PNG targeted for sex trafficking

Some of these women travel to PNG on tourist visas, knowing that they will engage in prostitution, The National reports.

Upon arrival, they are dispersed to various nightclubs, bars and employee dormitories and soon end up in a situation of involuntary servitude.

The report said some logging camps bring women indicating that they would work as cooks and secretaries.

The report said internally women and children are sold for sexual exploitation. Women are occasionally sold as brides, and children are held in indentured servitude either as a means of paying a family debt or because the natural parent cannot afford to support the  child.

It said children in prostitution are common in nightclubs and bars in the cities.

The report said the PNG government does not fully comply with the minimum standards for eliminating trafficking and is not making any significant effort to do so. It said the government did not report any progress in prosecuting or punishing trafficking offences over the last year.

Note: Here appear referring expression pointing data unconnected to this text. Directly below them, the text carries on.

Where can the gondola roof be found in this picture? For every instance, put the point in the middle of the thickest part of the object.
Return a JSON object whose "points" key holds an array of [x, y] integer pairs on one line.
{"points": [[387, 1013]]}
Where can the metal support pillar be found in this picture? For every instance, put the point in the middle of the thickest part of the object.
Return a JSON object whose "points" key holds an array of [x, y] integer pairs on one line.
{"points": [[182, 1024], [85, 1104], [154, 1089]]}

It said while the Criminal Code prohibits the trafficking of children for commercial sexual exploitation, slavery and abduction, there are no specific penalties for crimes of trafficking adults for commercial sexual exploitation.

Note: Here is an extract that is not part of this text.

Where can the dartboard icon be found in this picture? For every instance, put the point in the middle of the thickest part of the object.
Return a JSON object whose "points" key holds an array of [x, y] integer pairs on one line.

The report said wealthy business people, politicians and members of the police are complicit in profiting from the operations of establishments profiting from prostitution, even though prostitution was illegal in PNG.

Police rarely raid these operations and when they do, owners are frequently tipped off before hand and those arrested are rarely prosecuted. The U. S. urged PNG to work with international experts and donors to formulate anti-trafficking legislation.